5. “Erkeklerin çok eskiden beri ‘doğal’ hakları olarak gördükleri bir imtiyazı kadınlar kullanmaya kalktığında ortada bir sömürü olduğunun keşfedilmesine ne diyorsun? (Ya da bazı işleri parasız yaptırdığında onun adına sevgi deniyor, para verirsen sömürü!)” Tamam da, benim bu durumu eleştirmediğimi mi düşünüyorsunuz? Başka sömürü biçimleri, niye buradakinin tartışmasını kapatsın ki? İlk maddede belirttiğim gibi, benim sözlerim “liberal, Kemalist...” erkekleri de kapsıyor. Ama siz benim “habitus” değerlendirmemi -bu kavramı da teorik olarak sorunlu bulmakla birlikte, kestirmeden gitmek için kullandım- sanki yalnızca kadınlar ve bilhassa “solcu/feminist kadınlar” ile sınırlıymış gibi algılamakla, konunun ve eleştirinin de “kadınları ilgilendirdiğini” düşünmüş ve dolayısıyla “ev işi tartışması=kadınların sorunu” denkliğini tersinden de olsa kurmuş olmuyor musunuz? Benim yazımda bir eleştiri varsa, bunu erkeklerin kendilerine yöneltilmiş addetmelerine mani bir cümlem yok. Samimiyetle, erkekleri de kast ederek yazdım o kısmı.

6. “Bütün bunların nasıl bir emek/zaman/enerji karadeliği olduğunu tahmin edemezsin (edemediğini yazından anladık!)” Niye edemezmişim ve edemediğimi nasıl anladınız? Ben -bazı sağlık nedenleriyle birkaç aydır yapamamış olsam da- evini beraber yaşadığı insanla temizleyen, silen süpüren bir insanım. Ev işini önemsiz-değersiz addetmem; hattâ evimi temizlediğim zaman yazı yazmış veya kitap okumuş kadar da mutlu olurum. (Ama itiraf edeyim, sık sık yıkanmış perde asmayı hiç sevmem! Yılda bir yıkansa da olur bana göre; evde perde yüzünden anlaşmazlık çıkar hep.)

7. “Senin bu habitus lafının gündelikçiye yapılan muamele/aşağıdakinin kirli addedilmesi, alçak işlerin aşağıdakilere yaptırılması gibi uzantıları var, ama bunları yazabilmek için katetmen gereken mesafeyi çok küçümsemişsin bize sorarsan!” Ben de bundan bahsediyorum, benim yazımın konusu bu zaten.
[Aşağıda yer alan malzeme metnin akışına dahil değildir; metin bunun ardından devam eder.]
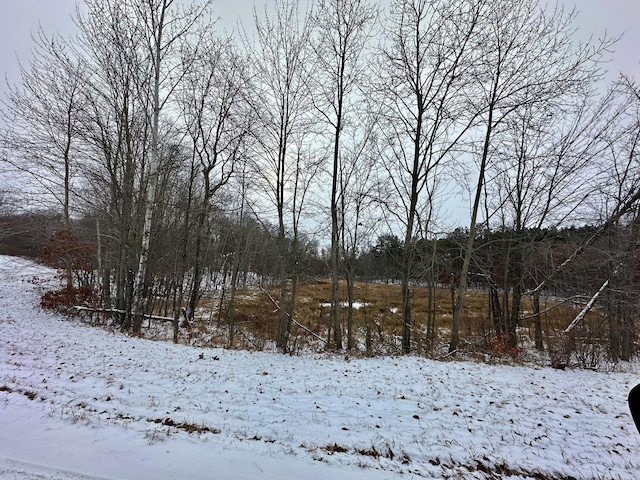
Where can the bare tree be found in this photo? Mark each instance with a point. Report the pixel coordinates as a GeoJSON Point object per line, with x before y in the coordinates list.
{"type": "Point", "coordinates": [343, 28]}
{"type": "Point", "coordinates": [212, 99]}
{"type": "Point", "coordinates": [528, 58]}
{"type": "Point", "coordinates": [280, 102]}
{"type": "Point", "coordinates": [164, 26]}
{"type": "Point", "coordinates": [424, 72]}
{"type": "Point", "coordinates": [41, 117]}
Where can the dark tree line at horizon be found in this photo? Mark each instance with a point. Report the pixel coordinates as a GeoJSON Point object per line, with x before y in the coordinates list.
{"type": "Point", "coordinates": [192, 157]}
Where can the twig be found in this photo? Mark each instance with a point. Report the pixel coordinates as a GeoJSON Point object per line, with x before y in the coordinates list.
{"type": "Point", "coordinates": [292, 319]}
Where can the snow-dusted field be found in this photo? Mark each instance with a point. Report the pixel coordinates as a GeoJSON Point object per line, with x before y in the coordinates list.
{"type": "Point", "coordinates": [79, 402]}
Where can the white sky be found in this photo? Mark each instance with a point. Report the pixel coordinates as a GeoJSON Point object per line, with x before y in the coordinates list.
{"type": "Point", "coordinates": [19, 18]}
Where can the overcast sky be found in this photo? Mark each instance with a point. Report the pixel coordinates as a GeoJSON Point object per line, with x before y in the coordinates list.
{"type": "Point", "coordinates": [20, 18]}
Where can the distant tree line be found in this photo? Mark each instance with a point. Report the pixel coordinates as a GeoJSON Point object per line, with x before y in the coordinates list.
{"type": "Point", "coordinates": [326, 140]}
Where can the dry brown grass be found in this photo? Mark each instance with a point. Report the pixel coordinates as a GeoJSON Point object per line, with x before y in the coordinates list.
{"type": "Point", "coordinates": [378, 320]}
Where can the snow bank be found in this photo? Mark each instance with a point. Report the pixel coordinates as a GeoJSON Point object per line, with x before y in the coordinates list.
{"type": "Point", "coordinates": [79, 402]}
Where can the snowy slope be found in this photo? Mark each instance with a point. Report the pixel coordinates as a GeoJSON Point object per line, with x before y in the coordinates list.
{"type": "Point", "coordinates": [80, 402]}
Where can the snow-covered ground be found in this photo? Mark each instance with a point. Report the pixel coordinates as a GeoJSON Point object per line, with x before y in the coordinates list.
{"type": "Point", "coordinates": [79, 402]}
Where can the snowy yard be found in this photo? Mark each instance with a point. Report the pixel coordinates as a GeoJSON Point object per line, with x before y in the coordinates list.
{"type": "Point", "coordinates": [80, 402]}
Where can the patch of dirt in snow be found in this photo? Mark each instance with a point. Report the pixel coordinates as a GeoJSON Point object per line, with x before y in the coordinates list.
{"type": "Point", "coordinates": [391, 416]}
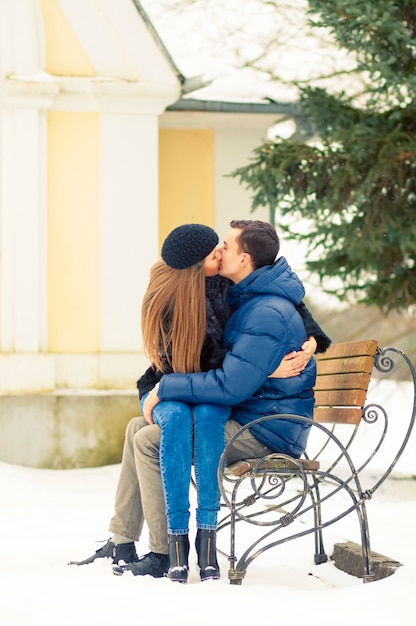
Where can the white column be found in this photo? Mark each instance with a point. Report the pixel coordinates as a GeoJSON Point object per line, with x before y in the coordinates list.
{"type": "Point", "coordinates": [23, 222]}
{"type": "Point", "coordinates": [129, 223]}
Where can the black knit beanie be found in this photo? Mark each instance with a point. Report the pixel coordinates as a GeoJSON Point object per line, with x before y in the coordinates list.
{"type": "Point", "coordinates": [187, 245]}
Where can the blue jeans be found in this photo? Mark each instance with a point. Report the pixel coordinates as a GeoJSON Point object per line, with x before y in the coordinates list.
{"type": "Point", "coordinates": [190, 433]}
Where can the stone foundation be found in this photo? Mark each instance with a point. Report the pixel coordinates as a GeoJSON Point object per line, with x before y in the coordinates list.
{"type": "Point", "coordinates": [64, 430]}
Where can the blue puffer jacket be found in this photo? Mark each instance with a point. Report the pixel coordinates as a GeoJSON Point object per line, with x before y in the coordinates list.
{"type": "Point", "coordinates": [263, 328]}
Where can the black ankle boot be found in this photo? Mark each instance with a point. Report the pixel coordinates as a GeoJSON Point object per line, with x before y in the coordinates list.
{"type": "Point", "coordinates": [121, 552]}
{"type": "Point", "coordinates": [178, 558]}
{"type": "Point", "coordinates": [206, 549]}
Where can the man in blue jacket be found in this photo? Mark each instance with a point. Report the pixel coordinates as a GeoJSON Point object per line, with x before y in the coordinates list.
{"type": "Point", "coordinates": [262, 329]}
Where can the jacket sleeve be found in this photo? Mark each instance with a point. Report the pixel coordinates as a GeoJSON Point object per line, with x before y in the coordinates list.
{"type": "Point", "coordinates": [256, 352]}
{"type": "Point", "coordinates": [313, 329]}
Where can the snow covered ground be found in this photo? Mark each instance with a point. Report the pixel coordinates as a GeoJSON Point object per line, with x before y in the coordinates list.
{"type": "Point", "coordinates": [49, 517]}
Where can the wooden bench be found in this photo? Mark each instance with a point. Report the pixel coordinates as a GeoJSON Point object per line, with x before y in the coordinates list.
{"type": "Point", "coordinates": [333, 479]}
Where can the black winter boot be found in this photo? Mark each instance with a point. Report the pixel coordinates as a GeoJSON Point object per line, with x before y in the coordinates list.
{"type": "Point", "coordinates": [117, 552]}
{"type": "Point", "coordinates": [152, 563]}
{"type": "Point", "coordinates": [178, 558]}
{"type": "Point", "coordinates": [206, 549]}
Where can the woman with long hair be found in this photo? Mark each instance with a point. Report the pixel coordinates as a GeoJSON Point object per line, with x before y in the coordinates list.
{"type": "Point", "coordinates": [181, 328]}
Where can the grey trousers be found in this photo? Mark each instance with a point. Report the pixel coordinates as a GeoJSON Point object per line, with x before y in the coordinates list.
{"type": "Point", "coordinates": [139, 495]}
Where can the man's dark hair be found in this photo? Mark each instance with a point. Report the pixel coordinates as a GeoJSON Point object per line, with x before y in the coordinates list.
{"type": "Point", "coordinates": [258, 239]}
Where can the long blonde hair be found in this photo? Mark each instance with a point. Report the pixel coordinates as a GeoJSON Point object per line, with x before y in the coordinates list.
{"type": "Point", "coordinates": [174, 317]}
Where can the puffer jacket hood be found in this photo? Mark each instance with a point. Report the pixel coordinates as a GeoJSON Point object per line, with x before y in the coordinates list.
{"type": "Point", "coordinates": [277, 279]}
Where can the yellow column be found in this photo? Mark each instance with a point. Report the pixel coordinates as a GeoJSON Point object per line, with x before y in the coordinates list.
{"type": "Point", "coordinates": [186, 178]}
{"type": "Point", "coordinates": [73, 232]}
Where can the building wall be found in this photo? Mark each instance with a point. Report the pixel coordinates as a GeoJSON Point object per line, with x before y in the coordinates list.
{"type": "Point", "coordinates": [93, 175]}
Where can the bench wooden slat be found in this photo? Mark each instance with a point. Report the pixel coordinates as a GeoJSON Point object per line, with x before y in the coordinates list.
{"type": "Point", "coordinates": [347, 397]}
{"type": "Point", "coordinates": [355, 348]}
{"type": "Point", "coordinates": [337, 415]}
{"type": "Point", "coordinates": [345, 365]}
{"type": "Point", "coordinates": [357, 380]}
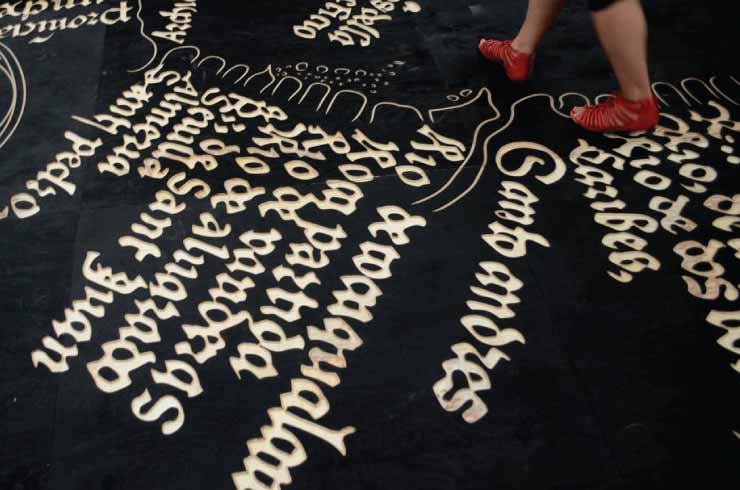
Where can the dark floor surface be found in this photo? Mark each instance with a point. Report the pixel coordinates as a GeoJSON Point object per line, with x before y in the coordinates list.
{"type": "Point", "coordinates": [600, 383]}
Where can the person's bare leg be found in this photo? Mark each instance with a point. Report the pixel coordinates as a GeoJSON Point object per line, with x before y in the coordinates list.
{"type": "Point", "coordinates": [622, 30]}
{"type": "Point", "coordinates": [541, 14]}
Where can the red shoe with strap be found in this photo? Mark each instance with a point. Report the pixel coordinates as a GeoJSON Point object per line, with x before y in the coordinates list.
{"type": "Point", "coordinates": [518, 65]}
{"type": "Point", "coordinates": [618, 114]}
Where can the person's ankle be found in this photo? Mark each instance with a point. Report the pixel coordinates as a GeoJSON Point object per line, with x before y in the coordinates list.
{"type": "Point", "coordinates": [522, 46]}
{"type": "Point", "coordinates": [636, 94]}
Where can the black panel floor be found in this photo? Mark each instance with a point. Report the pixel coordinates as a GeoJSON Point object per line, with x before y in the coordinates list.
{"type": "Point", "coordinates": [327, 245]}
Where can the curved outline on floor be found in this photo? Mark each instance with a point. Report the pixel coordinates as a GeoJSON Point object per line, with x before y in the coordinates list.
{"type": "Point", "coordinates": [484, 163]}
{"type": "Point", "coordinates": [189, 46]}
{"type": "Point", "coordinates": [395, 104]}
{"type": "Point", "coordinates": [267, 70]}
{"type": "Point", "coordinates": [323, 99]}
{"type": "Point", "coordinates": [295, 92]}
{"type": "Point", "coordinates": [483, 90]}
{"type": "Point", "coordinates": [223, 62]}
{"type": "Point", "coordinates": [566, 94]}
{"type": "Point", "coordinates": [362, 109]}
{"type": "Point", "coordinates": [145, 36]}
{"type": "Point", "coordinates": [246, 72]}
{"type": "Point", "coordinates": [18, 89]}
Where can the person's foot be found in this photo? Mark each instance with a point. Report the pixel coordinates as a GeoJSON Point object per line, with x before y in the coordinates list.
{"type": "Point", "coordinates": [618, 114]}
{"type": "Point", "coordinates": [518, 65]}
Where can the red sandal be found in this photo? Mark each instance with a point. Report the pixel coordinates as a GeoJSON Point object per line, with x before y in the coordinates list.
{"type": "Point", "coordinates": [618, 114]}
{"type": "Point", "coordinates": [518, 65]}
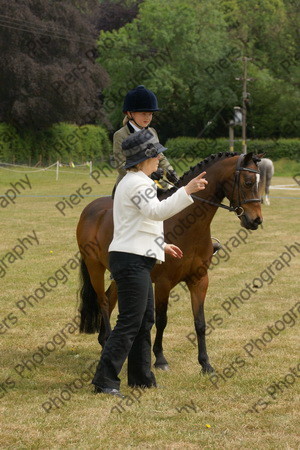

Ama bunu yazmak için hangi mesafeyi katetmem lâzım, anlamadım. Bu mesafede feminist literatür varsa, yukarıda söylediğimi tekrar edebilirim ancak. Batı feminist literatüründeki “ev emeği” kaynakları bir yana, eğer Türkiye’de temizlikçi kadınlar hususunda yapılmış -benim atıfta bulunduğum kaynak dışında- bir kaynak veya tartışma varsa ben bilmiyorum. Kadın=kirlilik denkliğinden söz ediyorsan, bunu M. Douglas’tan beri biliyoruz; ama yine, bunun benim tartışmamın bağlamına uygun (adet-kan vb. gibi ilişkili ama yazının bağlamına görece uzak olanlar dışında) ve aynı zamanda Türkiye’ye dair bir tartışmasını da bilmiyorum.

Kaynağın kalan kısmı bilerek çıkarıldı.